Ionut Budisteanu's self-driving car is capable of detecting lanes, curbs, sudden movement and the driverless car's relative position to nearly everything around it. All this for the low-low price of $4,000. That's not even a quarter of what Google's driverless car system costs.
"The most expensive thing from the Google self-driving car is the high resolution 3D radar, so I was thinking how I could remove it," Budisteanu said, in an interview with NBC News.
The system works by combining information from webcams and a 3D radar. The webcams, paired with artificial intelligence, pick up on smaller objects, such as soccer balls, lane marks and curbs.

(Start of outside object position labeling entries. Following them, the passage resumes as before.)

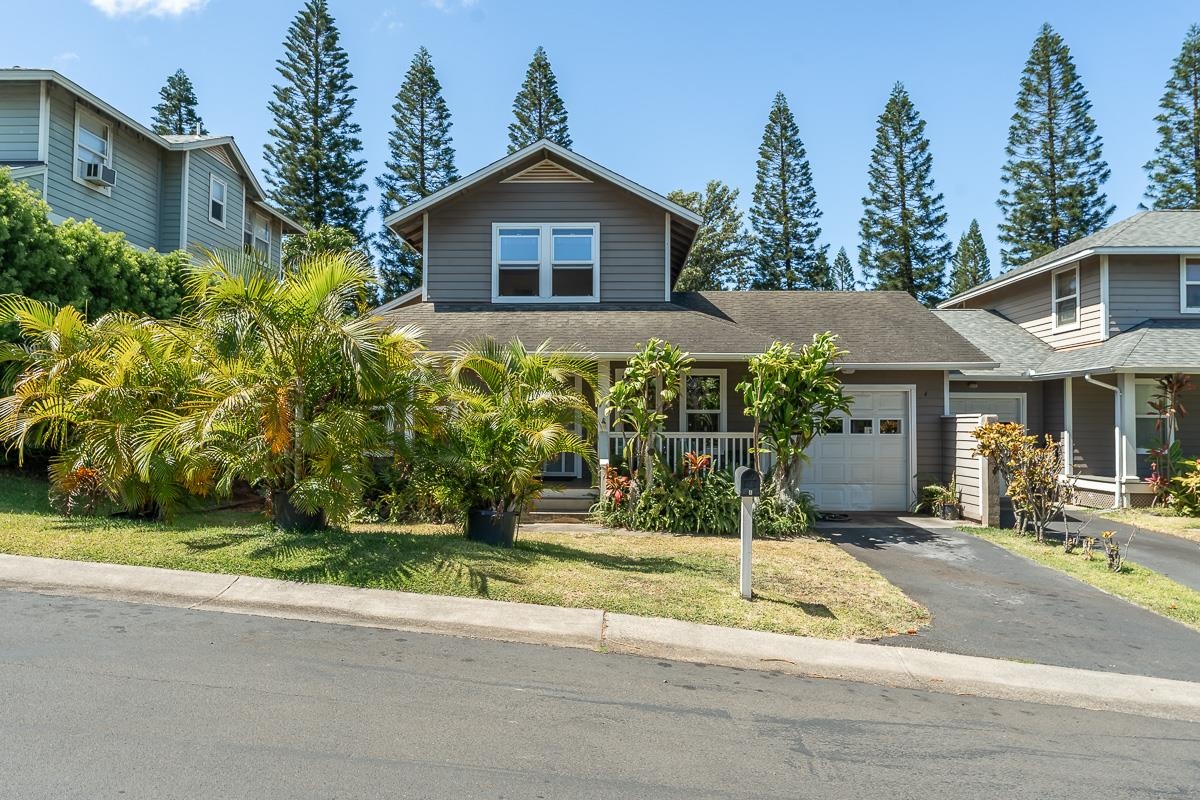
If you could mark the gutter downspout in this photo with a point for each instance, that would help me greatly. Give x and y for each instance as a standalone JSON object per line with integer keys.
{"x": 1117, "y": 450}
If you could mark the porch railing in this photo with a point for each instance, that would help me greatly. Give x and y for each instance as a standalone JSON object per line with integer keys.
{"x": 729, "y": 450}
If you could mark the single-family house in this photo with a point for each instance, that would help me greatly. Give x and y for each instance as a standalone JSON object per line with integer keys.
{"x": 90, "y": 161}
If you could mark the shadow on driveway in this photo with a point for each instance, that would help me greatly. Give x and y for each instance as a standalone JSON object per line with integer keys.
{"x": 989, "y": 602}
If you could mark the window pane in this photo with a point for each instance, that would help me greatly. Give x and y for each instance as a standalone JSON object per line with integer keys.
{"x": 519, "y": 283}
{"x": 573, "y": 245}
{"x": 861, "y": 426}
{"x": 519, "y": 245}
{"x": 705, "y": 392}
{"x": 571, "y": 282}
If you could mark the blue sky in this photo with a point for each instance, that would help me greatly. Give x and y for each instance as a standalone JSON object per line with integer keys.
{"x": 669, "y": 94}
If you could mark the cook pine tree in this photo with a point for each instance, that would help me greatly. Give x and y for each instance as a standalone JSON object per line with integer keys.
{"x": 970, "y": 264}
{"x": 313, "y": 163}
{"x": 784, "y": 214}
{"x": 420, "y": 161}
{"x": 177, "y": 113}
{"x": 1174, "y": 174}
{"x": 720, "y": 250}
{"x": 1055, "y": 168}
{"x": 538, "y": 108}
{"x": 903, "y": 229}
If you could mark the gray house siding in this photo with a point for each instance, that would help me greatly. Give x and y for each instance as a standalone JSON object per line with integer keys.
{"x": 199, "y": 229}
{"x": 19, "y": 110}
{"x": 135, "y": 202}
{"x": 631, "y": 236}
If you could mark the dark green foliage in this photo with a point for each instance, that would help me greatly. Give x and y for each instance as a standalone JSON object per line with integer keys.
{"x": 420, "y": 162}
{"x": 313, "y": 166}
{"x": 970, "y": 265}
{"x": 538, "y": 108}
{"x": 841, "y": 274}
{"x": 177, "y": 113}
{"x": 784, "y": 214}
{"x": 1051, "y": 180}
{"x": 904, "y": 245}
{"x": 718, "y": 257}
{"x": 1175, "y": 170}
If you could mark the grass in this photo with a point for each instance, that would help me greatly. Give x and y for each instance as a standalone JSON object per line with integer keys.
{"x": 804, "y": 585}
{"x": 1134, "y": 583}
{"x": 1158, "y": 519}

That information is fed through computers and into a supervisor computer program, which then combines that data with data received from a mounted 3D radar to make calculations and drive the car.
The 3D radar is used to track large objects like cars and houses.
The self-driving software has failed three out of the 50 times Budisteanu had tested his system. His low-definition 3D radar failed to see pedestrians 65 to 1000 feet away, but Budisteanu said the problem is easily fixable with a slightly higher-definition 3D radar.
Budisteanu efforts won him first place at Intel's International Science and Engineering Fair, and a $75,000 scholarship, on Friday.
The contest had other winners as well. Eesha Khare, 18, developed a small device which fits in cell phone batteries, and allows the user to fully charge their device in 20 to 30 seconds and netting her a $50,000 scholarship.
Henry Lin, 17, also won a $50,000 scholarship, but he didn't create anything. Instead, Lin simulated thousands of galaxy clusters, aiding researchers to better understanding the effects of dark matter and dark energy, as well as understanding heating and cooling in massive objects.
"We congratulate Ionut, Eesha and Henry on their success at the Intel International Science and Engineering Fair this week in Phoenix," Elizabeth Marincola, president of Society for Science & the Public said in a press release. "Their research demonstrates the value of hard work and creative thinking. All the Intel International Science and Engineering Fair finalists here this week show great promise in harnessing the power of science and innovation to solve problems and create opportunity for our global community."